A group of representatives of several education sector trade unions and professional associations, at a press briefing in Colombo, yesterday, pointed out numerous flaws in the NPP’s education reforms. They also said the government had not provided schools with facilities needed for the implementation of the education reforms. General Secretary of the Ceylon Teachers’ Union Joseph Stalin claimed that some schools were collecting money from students to buy smart boards, etc. The soaring cost of living has left most parents struggling to make ends meet. They cannot cough up any more money for their children’s education. Therefore, the government must put an end to the practice of schools raising funds at the expense of parents.
The critics of the controversial education reforms have called upon President Anura Kumara Dissanayake to direct PM Amarasuriya to abandon them. They are labouring under the misconception that President Dissanayake is not responsible for the education reforms at issue, and the blame for them should be laid solely at PM Amarasuriya’s doorstep. What they should bear in mind is that the controversial education reform package carries the imprimatur of President Dissanayake, who has been defending it to the hilt both in and outside Parliament. One may recall that in July 2025, taking part in a parliamentary debate, President Dissanayake waxed eloquent, endorsing the education reforms; he said no one could be satisfied with the current education system, the young generation it had produced, or the economy it has fostered. “Therefore, we urgently need comprehensive education reform. The proposed education reform is not merely limited to curriculum revision but will simultaneously elevate both the social and economic spheres of the country.”
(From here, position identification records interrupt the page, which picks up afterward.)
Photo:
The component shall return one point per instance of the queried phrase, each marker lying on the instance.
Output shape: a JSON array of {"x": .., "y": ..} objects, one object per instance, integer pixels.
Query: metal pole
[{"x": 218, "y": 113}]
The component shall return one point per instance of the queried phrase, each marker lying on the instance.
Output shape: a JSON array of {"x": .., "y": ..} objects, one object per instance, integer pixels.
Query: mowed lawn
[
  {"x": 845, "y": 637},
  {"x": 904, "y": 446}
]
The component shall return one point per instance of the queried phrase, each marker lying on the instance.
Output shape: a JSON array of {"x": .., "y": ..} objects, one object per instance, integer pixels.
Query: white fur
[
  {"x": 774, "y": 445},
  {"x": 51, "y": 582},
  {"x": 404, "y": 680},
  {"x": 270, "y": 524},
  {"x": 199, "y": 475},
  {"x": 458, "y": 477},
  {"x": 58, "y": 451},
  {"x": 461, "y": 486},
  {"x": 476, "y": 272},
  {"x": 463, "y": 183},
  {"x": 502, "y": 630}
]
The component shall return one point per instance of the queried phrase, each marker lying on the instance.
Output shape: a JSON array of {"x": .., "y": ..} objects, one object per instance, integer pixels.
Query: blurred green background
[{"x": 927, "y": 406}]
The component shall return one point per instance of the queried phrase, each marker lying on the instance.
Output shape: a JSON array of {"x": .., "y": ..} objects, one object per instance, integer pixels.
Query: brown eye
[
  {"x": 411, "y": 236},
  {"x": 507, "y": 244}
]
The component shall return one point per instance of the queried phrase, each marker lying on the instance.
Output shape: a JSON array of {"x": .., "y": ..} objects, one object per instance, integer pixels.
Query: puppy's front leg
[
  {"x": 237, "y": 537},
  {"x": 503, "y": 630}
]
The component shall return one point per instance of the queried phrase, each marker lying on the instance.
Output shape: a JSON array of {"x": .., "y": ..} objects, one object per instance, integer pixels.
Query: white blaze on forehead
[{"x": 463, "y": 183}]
Interestingly, both the opponents and proponents of the education reforms have concocted conspiracy theories. In response to the government’s claim of a conspiracy behind the campaign against the education reforms, the SBJ has argued that the conspirators may be some JVPers trying to smoke out PM Amarasuriya so that one of them could secure the premiership. If so, isn’t the SJB giving a boost to their campaign by singling out the PM for attack and moving a no-faith motion against her?
The only way the government can pull itself out of the current imbroglio is to put its education reform package on hold without delay and bring the key stakeholders to the table for a serious discussion.